Malwa equipped to handle bark beetle
The dry summer of 2018 led to major damage by the European spruce bark beetle in Sweden. This year risks a repeat. That is why Swedish forest machine manufacturer Malwa AB is exhibiting a harvester equipped to handle bark beetle trees with large stems at the upcoming SkogsElmia tradeshow June 6-8 in Sweden.
The most efficient methods of fighting this highly damaging insect is to quickly remove windfall trees from the forest and to fell risk-prone stands as a preventive measure. But this can also result in the necessity of felling healthy trees.
With our comparatively small harvester, you don’t have to fell other trees in the way first, said Magnus Wallin, founder of Malwa.
Harvesting pine plantations
The company has found its own niche with small harvesters and forwarders for professional contractors. Private forest owners wanting to reduce ground damage are the main source of the demand for this type of machine. More and more contractors are responding, and exports are also growing, though for other reasons.

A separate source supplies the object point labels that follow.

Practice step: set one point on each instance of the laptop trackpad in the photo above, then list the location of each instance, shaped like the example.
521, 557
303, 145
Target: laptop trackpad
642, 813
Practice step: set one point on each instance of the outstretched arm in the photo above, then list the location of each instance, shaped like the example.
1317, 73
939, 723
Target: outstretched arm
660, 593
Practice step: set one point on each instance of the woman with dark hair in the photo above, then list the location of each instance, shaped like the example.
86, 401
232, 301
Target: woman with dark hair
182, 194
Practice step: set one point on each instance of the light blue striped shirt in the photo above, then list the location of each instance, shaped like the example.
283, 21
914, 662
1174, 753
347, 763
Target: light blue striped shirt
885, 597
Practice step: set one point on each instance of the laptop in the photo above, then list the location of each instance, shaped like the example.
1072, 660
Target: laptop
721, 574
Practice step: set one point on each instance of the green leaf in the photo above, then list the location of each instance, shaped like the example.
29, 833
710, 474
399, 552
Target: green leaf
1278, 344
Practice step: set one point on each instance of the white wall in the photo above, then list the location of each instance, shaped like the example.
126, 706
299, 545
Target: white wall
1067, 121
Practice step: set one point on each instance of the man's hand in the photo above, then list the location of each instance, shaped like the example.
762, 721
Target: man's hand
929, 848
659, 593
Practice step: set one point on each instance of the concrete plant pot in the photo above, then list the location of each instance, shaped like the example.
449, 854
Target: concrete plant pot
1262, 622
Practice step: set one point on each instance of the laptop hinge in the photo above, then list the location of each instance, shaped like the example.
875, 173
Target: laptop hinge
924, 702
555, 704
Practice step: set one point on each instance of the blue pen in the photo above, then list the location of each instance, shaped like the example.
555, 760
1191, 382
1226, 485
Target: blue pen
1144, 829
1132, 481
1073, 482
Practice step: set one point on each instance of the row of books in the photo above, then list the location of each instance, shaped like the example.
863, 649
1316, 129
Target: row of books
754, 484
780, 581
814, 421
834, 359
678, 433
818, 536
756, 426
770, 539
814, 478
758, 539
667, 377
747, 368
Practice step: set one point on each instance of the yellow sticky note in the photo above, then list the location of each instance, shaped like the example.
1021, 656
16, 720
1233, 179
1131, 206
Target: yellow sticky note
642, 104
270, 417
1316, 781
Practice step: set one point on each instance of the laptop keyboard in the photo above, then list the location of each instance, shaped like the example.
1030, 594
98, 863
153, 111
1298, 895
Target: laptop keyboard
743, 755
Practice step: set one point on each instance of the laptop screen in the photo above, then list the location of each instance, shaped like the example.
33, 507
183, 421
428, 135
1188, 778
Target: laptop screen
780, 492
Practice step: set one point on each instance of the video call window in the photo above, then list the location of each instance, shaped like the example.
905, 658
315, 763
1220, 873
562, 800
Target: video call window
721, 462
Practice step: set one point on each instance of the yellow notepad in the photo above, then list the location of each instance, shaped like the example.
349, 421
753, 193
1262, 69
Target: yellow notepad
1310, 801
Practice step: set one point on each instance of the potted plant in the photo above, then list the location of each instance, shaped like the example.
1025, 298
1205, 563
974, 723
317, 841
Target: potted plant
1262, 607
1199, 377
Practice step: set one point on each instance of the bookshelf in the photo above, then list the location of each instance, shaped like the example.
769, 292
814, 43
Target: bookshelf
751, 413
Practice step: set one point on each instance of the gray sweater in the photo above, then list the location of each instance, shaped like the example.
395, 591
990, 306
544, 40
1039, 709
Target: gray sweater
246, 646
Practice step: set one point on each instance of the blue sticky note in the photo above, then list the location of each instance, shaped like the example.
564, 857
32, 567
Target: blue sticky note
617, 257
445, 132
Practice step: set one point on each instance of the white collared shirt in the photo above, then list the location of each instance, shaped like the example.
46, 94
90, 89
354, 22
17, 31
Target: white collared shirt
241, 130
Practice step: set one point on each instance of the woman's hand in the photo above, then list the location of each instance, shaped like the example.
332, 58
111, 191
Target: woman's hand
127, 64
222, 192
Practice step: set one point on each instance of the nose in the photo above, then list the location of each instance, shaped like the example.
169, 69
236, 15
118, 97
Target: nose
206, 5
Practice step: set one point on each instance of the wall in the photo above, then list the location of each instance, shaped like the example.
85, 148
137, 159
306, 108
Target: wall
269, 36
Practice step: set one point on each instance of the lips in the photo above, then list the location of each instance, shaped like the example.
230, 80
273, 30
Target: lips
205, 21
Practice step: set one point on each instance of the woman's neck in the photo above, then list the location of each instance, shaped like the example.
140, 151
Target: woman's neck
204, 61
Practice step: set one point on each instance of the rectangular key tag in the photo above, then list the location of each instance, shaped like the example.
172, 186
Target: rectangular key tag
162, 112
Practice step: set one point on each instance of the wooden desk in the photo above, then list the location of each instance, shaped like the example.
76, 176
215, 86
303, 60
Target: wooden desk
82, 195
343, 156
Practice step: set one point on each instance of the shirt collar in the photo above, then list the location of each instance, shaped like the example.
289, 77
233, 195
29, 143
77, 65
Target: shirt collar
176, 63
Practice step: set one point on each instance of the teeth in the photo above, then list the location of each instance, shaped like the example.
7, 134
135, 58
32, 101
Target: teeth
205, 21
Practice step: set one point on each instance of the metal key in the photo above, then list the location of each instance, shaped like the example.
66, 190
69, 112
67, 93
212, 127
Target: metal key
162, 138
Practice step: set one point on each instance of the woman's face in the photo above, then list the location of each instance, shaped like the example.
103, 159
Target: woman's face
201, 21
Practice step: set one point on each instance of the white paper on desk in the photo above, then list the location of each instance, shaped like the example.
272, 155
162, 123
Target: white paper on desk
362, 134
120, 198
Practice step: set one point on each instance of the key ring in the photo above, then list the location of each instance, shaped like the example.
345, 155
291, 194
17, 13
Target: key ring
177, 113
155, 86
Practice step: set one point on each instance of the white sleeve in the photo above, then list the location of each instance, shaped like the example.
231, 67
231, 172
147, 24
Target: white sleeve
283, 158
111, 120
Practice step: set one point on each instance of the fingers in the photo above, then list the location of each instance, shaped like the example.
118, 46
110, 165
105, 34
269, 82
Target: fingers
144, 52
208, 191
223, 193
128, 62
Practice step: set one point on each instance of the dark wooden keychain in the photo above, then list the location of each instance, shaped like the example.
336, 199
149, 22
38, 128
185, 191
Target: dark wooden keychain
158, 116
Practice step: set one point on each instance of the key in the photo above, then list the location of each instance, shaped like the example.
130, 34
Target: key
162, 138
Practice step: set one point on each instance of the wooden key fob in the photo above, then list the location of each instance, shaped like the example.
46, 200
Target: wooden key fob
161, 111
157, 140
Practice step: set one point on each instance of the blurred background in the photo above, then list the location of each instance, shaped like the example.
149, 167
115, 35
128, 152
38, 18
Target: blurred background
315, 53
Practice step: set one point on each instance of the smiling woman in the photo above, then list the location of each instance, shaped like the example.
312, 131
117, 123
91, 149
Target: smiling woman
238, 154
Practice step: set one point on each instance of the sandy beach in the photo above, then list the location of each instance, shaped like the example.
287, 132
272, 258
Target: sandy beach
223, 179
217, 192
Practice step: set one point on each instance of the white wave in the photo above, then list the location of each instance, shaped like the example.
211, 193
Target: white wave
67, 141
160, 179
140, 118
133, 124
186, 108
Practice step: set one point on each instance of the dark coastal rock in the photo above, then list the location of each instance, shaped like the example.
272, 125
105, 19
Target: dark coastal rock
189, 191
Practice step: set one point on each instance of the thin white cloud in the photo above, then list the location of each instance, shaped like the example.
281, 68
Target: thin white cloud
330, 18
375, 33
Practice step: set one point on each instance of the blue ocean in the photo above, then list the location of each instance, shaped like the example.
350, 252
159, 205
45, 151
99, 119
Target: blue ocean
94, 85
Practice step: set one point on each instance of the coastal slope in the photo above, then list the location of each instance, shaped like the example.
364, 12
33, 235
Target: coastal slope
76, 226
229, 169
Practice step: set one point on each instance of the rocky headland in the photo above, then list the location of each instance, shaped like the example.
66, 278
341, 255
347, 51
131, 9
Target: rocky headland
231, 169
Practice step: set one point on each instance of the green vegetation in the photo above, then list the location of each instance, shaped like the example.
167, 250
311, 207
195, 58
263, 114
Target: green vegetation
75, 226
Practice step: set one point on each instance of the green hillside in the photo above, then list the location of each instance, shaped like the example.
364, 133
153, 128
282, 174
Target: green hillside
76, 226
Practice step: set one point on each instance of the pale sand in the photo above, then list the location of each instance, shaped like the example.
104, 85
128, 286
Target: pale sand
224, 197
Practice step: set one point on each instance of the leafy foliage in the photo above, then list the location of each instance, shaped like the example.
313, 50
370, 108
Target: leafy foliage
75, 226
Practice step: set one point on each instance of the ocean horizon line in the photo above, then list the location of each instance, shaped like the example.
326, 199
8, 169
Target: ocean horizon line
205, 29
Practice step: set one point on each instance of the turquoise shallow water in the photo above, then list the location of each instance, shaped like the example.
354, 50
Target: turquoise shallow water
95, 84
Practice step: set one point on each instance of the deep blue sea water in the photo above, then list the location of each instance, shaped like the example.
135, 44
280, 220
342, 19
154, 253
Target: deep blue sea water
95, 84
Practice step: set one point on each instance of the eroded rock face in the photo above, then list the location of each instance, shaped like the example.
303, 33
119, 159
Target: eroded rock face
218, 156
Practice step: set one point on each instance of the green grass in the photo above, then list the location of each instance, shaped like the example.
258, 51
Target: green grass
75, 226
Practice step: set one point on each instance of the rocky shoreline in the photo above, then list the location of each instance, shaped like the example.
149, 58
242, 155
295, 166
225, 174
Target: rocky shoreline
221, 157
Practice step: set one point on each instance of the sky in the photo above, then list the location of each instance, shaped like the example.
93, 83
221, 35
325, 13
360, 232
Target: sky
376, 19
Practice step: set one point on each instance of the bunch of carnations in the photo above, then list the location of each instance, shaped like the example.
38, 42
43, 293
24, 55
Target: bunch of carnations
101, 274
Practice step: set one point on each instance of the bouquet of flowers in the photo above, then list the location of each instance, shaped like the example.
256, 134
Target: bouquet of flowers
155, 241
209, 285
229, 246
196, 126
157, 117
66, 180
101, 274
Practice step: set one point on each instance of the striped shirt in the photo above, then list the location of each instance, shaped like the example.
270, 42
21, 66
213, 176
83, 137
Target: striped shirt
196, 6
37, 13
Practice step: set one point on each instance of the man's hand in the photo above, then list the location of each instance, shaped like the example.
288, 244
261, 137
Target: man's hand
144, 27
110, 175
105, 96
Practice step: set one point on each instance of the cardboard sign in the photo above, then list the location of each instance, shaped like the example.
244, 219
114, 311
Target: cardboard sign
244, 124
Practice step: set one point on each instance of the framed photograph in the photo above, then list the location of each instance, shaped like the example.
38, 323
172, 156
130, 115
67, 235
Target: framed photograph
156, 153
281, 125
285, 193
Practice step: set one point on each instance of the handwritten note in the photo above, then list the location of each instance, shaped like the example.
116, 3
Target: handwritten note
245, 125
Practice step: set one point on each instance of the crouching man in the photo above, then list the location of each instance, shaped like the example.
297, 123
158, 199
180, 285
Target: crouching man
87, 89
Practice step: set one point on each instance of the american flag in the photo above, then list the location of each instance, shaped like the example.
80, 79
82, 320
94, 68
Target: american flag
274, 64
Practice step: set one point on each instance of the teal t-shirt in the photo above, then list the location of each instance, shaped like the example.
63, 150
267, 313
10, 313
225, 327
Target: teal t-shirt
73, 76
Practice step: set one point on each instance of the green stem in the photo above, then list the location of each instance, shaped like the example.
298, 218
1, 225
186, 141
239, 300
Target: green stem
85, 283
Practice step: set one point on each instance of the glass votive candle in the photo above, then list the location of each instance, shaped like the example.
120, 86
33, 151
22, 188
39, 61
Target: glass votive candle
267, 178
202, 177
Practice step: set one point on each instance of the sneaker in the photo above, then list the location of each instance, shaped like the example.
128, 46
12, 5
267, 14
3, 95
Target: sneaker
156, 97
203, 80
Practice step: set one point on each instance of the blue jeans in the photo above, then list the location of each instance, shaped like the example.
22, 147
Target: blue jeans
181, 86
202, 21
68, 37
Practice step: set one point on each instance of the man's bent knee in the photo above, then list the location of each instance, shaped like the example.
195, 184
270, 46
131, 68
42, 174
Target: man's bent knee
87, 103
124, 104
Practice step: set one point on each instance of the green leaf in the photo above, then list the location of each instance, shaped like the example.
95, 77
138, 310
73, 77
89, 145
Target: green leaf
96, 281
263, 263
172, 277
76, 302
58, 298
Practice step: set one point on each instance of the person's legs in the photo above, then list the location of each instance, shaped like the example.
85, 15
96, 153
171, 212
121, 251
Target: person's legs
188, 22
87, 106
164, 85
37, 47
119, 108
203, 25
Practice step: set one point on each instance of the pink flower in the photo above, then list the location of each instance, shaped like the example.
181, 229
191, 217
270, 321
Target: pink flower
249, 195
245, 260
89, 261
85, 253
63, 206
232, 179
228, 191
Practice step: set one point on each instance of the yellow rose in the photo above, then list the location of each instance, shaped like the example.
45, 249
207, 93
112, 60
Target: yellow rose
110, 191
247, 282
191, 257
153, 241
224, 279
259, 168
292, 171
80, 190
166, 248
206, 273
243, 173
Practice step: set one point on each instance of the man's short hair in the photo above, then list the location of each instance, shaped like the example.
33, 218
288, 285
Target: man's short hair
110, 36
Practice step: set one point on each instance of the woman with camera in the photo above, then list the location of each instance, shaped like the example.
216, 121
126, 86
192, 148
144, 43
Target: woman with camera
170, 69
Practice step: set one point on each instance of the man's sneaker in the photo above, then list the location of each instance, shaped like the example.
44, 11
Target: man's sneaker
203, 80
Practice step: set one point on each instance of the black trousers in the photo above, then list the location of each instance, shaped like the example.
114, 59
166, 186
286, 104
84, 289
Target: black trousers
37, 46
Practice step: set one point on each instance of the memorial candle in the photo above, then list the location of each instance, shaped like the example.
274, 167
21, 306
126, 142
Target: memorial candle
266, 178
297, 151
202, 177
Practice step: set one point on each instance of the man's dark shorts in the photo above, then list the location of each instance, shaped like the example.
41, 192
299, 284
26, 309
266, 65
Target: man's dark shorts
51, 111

For example, we’ve sold harvesters to a pine plantation in South Africa. With a smaller harvester they don’t have to thin every fifth row to give larger machines the space to operate. The result is more large-dimensioned stems and greater yield per hectare explained Magnus Wallin.
Focus on bark beetles
With a machine turnover time of 22 years, there are clear forces driving people to choose more and smaller harvesters. Even from South America, there is interest in small, professional harvesters for use in the rain forest which is being recreated, to remove trees that would otherwise suffocate those selected to grow tall and large stemmed.
In Sweden, the big issues are soil compaction and vehicle ground damage, but there is also a growing interest in achieving more yield per hectare. This may become even more topical if and when self-driving forwarders come to market. In agriculture, which has advanced farther, the debate is more focused on using self-driving machines that are smaller than the current ones, and to use more of them.
In the shorter term, though, the infestation of the spruce bark beetle is a more important issue at SkogsElmia. Malwa is showing visitors how to use modern technology to localise infected trees and is demonstrating a harvester that reduces the need to fell trees for an access route – thereby saving healthy trees for the future.